Dans la ville suivante, MONTALLEGRO, nous trouvons un réparateur de vélos qui nous change le pneu et la chambre pour 15 euros, c’est très honnête ! Reste à savoir si ce pneu asiatique tiendra. Nous y rencontrons aussi un franco-sicilien de Pont-à-Mousson qui nous sert d’interprète. Les immigrés italiens aiment revenir dans leur pays, l’été, mais ils aiment bien aussi bavarder avec les Français qu’ils croisent. En fait ils ont la chance de ne plus savoir s’ils sont Italiens ou Français, et c’est peut-être cela être Européen.
Pour avancer et faire quand même quelques kilomètres nous reprenons la SS115, pas très drôle mais quand même sans trop de circulation, et surtout efficace. C’est incroyable comme nous avançons plus vite sur les grandes routes : le revêtement du sol n’y est pas le même.
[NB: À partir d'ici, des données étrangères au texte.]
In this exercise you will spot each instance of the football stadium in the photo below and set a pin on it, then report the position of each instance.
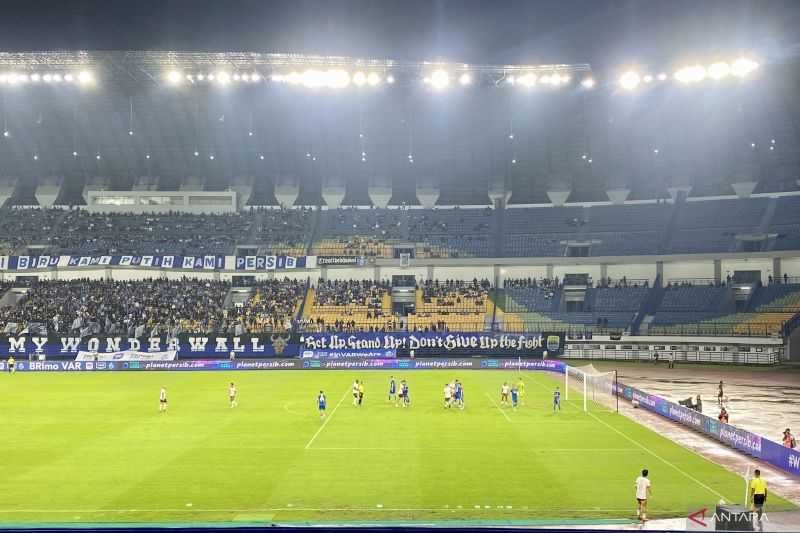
(243, 288)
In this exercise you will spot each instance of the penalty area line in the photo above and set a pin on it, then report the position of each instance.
(498, 407)
(636, 443)
(327, 419)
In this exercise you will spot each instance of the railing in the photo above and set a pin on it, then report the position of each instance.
(772, 357)
(704, 282)
(604, 283)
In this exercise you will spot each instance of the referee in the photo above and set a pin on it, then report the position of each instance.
(758, 494)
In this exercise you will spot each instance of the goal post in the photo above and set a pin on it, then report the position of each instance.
(592, 388)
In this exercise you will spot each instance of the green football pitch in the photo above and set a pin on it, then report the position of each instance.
(92, 447)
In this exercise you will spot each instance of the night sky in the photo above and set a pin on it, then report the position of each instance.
(605, 33)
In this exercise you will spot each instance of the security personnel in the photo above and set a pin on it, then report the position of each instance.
(758, 494)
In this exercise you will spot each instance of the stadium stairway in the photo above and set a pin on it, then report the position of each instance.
(316, 230)
(772, 206)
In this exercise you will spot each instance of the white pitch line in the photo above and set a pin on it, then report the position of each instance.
(651, 452)
(280, 509)
(571, 450)
(327, 419)
(498, 407)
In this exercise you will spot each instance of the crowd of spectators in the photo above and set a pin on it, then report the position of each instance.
(343, 293)
(272, 306)
(132, 308)
(455, 293)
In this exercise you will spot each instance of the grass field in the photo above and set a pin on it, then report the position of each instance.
(92, 447)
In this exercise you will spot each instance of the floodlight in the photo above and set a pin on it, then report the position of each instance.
(630, 80)
(691, 74)
(528, 80)
(718, 70)
(440, 79)
(313, 78)
(742, 67)
(337, 78)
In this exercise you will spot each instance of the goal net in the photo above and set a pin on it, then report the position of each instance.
(590, 388)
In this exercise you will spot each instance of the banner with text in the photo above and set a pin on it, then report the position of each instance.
(185, 345)
(388, 353)
(126, 355)
(527, 344)
(199, 262)
(774, 453)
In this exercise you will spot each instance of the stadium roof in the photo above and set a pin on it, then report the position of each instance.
(133, 122)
[1] Sustainable Interregional Bike Tourism (SIBIT) est un projet co-financé par l’Union Européenne et le FEDER (Fonds Européen de Développement Régional), il vise à promouvoir le tourisme à vélo en Sicile et à Malte. C’est la voie que nous voulions suivre. Le problème avec les pistes cyclables c’est que bien souvent il y a des flèches mais qui ne nous disent pas où elles mènent. Ce ne sont parfois que de petites boucles pour les promeneurs locaux.
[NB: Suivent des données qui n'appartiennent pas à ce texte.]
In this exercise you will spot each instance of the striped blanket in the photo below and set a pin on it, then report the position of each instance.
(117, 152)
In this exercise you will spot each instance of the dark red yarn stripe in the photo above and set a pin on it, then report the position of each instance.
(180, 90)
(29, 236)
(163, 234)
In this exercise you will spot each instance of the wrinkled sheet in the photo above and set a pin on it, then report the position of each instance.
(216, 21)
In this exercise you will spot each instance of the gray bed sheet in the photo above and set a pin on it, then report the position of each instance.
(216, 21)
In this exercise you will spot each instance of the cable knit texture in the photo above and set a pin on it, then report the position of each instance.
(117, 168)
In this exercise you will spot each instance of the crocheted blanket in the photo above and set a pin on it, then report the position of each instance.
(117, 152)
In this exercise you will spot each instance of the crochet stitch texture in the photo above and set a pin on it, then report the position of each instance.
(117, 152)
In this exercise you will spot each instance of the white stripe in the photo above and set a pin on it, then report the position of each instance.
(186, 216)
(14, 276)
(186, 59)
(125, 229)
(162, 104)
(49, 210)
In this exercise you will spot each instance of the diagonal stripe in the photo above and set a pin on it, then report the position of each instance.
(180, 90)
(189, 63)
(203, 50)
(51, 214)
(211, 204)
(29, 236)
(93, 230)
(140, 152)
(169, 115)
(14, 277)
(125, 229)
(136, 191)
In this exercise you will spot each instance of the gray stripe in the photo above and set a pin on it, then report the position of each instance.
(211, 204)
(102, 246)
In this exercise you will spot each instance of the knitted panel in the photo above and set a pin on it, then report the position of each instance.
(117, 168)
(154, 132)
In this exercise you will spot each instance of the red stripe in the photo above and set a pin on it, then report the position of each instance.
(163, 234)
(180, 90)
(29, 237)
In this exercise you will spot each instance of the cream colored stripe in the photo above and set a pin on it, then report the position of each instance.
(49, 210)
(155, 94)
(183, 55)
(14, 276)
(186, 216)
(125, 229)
Nous allons jusque SCIACCA où nous décidons de nous reposer dans un B&B. Certes l’étape n’a pas été très longue, mais il fait chaud, très chaud. La chambre que nous louons n’est pas facile à trouver mais elle est bien fraîche, et cela nous fait du bien. La maison et bien située et la ville a du caractère. Accrochée sur la colline elle domine le port[1], la vue est superbe. Des petites ruelles en escalier, de belles bâtisses anciennes, de vieux palais, nous faisons une belle balade pédestre. La pizzéria que nous avons choisie est bien entendu tout en haut de la ville. Il y a du monde et on comprend pourquoi : c’est bon.
Notre gîte à Sciacca
Le propriétaire du gîte, très avenant, trop aimable pour être honnête, va essayer de nous rouler de cinq euros, mais c’est la première fois que cela se produit. Dans l’ensemble les Italiens sont honnêtes et n’essaient pas d’abuser des touristes.
[1] Sciacca est le plus grand port de pêche d’Italie. C’est aussi une station thermale réputée.
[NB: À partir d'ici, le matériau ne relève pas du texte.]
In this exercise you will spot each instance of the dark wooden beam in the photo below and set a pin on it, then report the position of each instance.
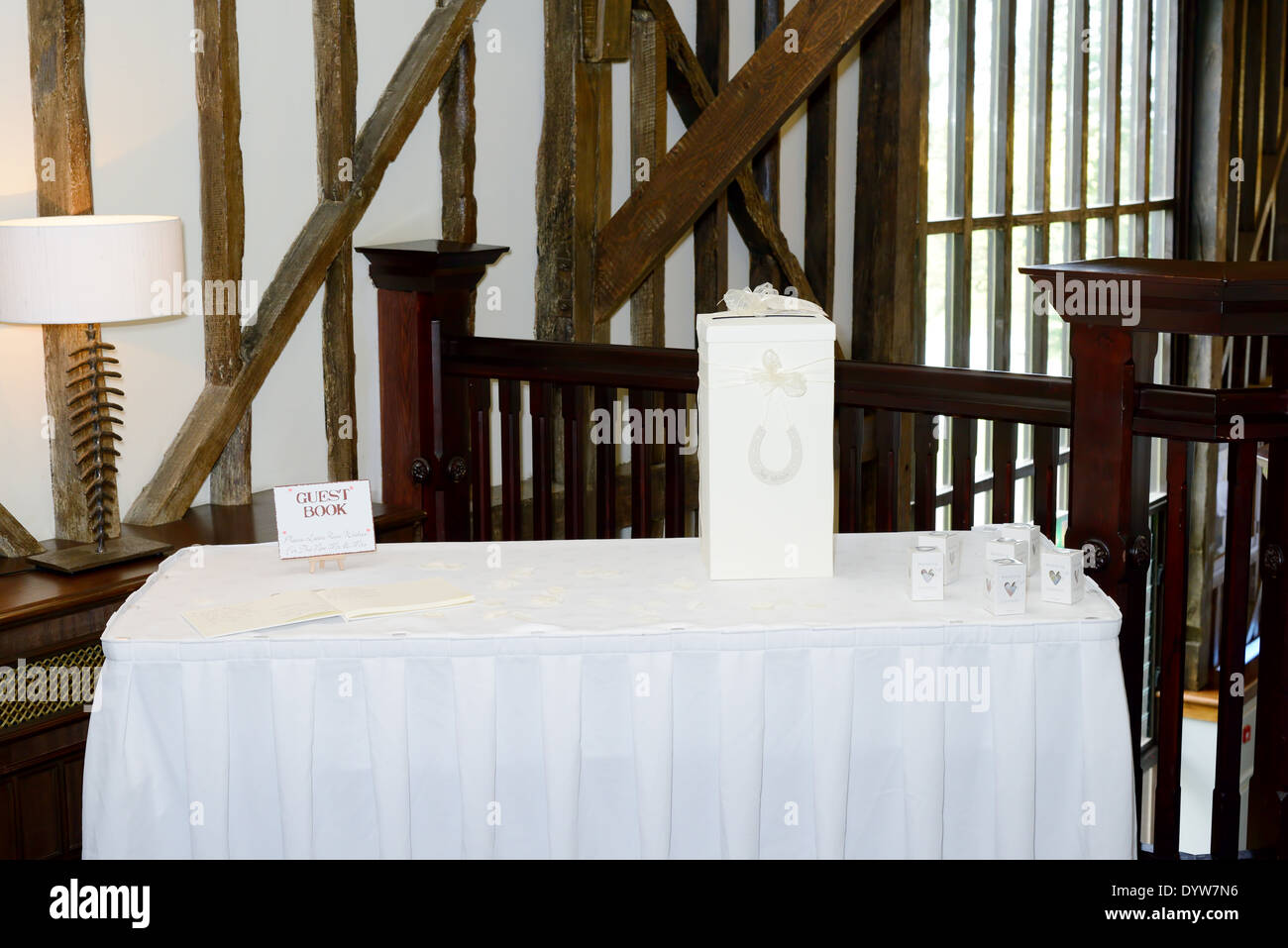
(711, 230)
(335, 62)
(223, 223)
(737, 125)
(758, 224)
(648, 147)
(303, 270)
(605, 30)
(63, 185)
(820, 192)
(572, 178)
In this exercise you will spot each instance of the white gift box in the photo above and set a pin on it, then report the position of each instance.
(951, 545)
(1030, 535)
(1003, 548)
(1060, 576)
(926, 574)
(765, 443)
(1005, 586)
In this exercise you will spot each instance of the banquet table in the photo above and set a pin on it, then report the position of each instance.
(601, 698)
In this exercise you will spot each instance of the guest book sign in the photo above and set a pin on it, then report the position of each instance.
(323, 519)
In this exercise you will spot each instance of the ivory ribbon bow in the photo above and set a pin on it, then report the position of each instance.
(764, 300)
(773, 376)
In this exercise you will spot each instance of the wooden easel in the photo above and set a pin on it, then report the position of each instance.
(320, 562)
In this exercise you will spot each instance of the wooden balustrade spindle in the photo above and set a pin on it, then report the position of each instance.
(540, 403)
(575, 464)
(1234, 629)
(481, 462)
(674, 467)
(1046, 456)
(1171, 655)
(850, 473)
(1004, 472)
(888, 425)
(605, 471)
(511, 473)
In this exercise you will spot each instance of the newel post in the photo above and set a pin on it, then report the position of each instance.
(424, 292)
(1109, 483)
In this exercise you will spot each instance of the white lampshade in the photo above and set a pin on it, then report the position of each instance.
(90, 268)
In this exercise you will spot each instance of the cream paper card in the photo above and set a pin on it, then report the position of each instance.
(307, 605)
(282, 609)
(323, 519)
(390, 599)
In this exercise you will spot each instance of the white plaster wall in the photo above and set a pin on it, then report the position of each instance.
(141, 90)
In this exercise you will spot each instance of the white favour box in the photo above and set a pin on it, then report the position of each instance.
(951, 545)
(1009, 549)
(1030, 535)
(1005, 586)
(926, 574)
(765, 445)
(1060, 578)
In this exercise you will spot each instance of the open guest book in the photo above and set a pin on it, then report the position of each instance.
(305, 605)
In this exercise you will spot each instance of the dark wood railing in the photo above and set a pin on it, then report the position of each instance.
(581, 377)
(437, 406)
(1115, 414)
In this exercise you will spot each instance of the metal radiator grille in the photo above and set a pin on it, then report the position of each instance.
(68, 679)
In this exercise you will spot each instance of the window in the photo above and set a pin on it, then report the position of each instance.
(1050, 138)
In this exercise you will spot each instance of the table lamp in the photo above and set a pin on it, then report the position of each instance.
(91, 269)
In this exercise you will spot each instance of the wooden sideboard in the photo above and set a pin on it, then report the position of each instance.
(55, 621)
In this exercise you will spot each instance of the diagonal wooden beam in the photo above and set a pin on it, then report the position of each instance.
(223, 223)
(737, 125)
(55, 39)
(335, 64)
(692, 94)
(301, 272)
(14, 539)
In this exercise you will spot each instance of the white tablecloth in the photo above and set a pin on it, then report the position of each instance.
(603, 698)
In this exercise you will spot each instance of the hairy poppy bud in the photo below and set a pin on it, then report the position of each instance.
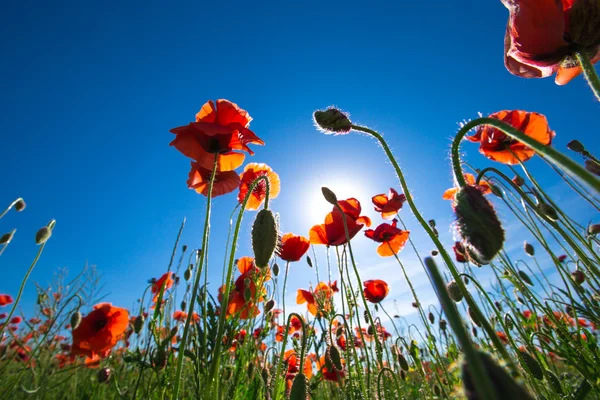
(578, 276)
(454, 291)
(75, 319)
(138, 324)
(264, 237)
(478, 225)
(332, 120)
(20, 205)
(529, 249)
(7, 237)
(329, 195)
(299, 388)
(525, 278)
(42, 235)
(576, 146)
(104, 375)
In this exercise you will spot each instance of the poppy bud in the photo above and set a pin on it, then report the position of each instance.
(547, 211)
(332, 120)
(138, 324)
(329, 195)
(7, 237)
(104, 375)
(592, 166)
(525, 278)
(431, 317)
(299, 388)
(42, 235)
(478, 225)
(20, 205)
(454, 291)
(593, 229)
(578, 276)
(75, 319)
(264, 237)
(576, 146)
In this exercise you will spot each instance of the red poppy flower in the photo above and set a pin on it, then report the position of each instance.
(497, 146)
(252, 172)
(388, 205)
(165, 281)
(5, 300)
(332, 232)
(484, 186)
(542, 36)
(100, 330)
(316, 301)
(293, 247)
(218, 130)
(225, 181)
(391, 238)
(376, 290)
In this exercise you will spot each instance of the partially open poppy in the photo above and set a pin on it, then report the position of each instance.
(497, 146)
(100, 330)
(217, 132)
(376, 290)
(543, 35)
(225, 181)
(388, 205)
(252, 172)
(332, 232)
(484, 186)
(292, 247)
(392, 239)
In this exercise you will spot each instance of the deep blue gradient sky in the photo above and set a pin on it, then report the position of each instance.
(89, 91)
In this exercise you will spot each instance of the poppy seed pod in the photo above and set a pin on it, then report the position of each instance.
(478, 225)
(75, 319)
(264, 237)
(332, 120)
(42, 235)
(454, 291)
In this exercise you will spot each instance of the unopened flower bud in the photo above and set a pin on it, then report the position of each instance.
(332, 120)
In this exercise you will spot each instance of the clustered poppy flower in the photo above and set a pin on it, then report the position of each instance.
(292, 247)
(332, 232)
(543, 35)
(497, 146)
(392, 239)
(376, 290)
(484, 186)
(99, 331)
(388, 205)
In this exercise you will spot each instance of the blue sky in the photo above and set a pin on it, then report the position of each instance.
(90, 91)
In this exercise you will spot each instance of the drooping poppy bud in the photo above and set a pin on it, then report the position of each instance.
(478, 225)
(264, 237)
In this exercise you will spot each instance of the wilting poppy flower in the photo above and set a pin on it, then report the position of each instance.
(316, 301)
(217, 132)
(391, 238)
(165, 281)
(225, 181)
(543, 35)
(292, 247)
(252, 172)
(388, 205)
(484, 186)
(5, 300)
(100, 330)
(332, 232)
(376, 290)
(497, 146)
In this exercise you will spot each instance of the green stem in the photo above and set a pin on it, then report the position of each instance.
(180, 355)
(555, 156)
(589, 72)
De SCIACCA – PIZZOLATO, 80 kms
Nous retrouvons des petites routes agréables et calmes, pas loin de la mer. Au bout d’une vingtaine de kilomètres nous rencontrons même une piste cyclable en propre, et nous la prenons. Elle semble bien balisée, il y a même des cartes à différents carrefours. C’est une piste qui a été faite sur une ancienne voie ferrée et nous la suivons pendant une petite dizaine de kilomètres. Et là ! C’est le gag des gags, même dans un film personne n’y croirait : la piste se termine soudain, sans crier gare, en pleine campagne, et nous voyons la voie ferrée continuer dans les herbes et les broussailles, sans qu’il y ait aucun chemin pour que nous, cyclistes, nous puissions poursuivre. C’est donc en passant à travers les champs que nous avons pu rejoindre des chemins de terre et regagner ainsi, après quelques kilomètres, des petites routes plus carrossables.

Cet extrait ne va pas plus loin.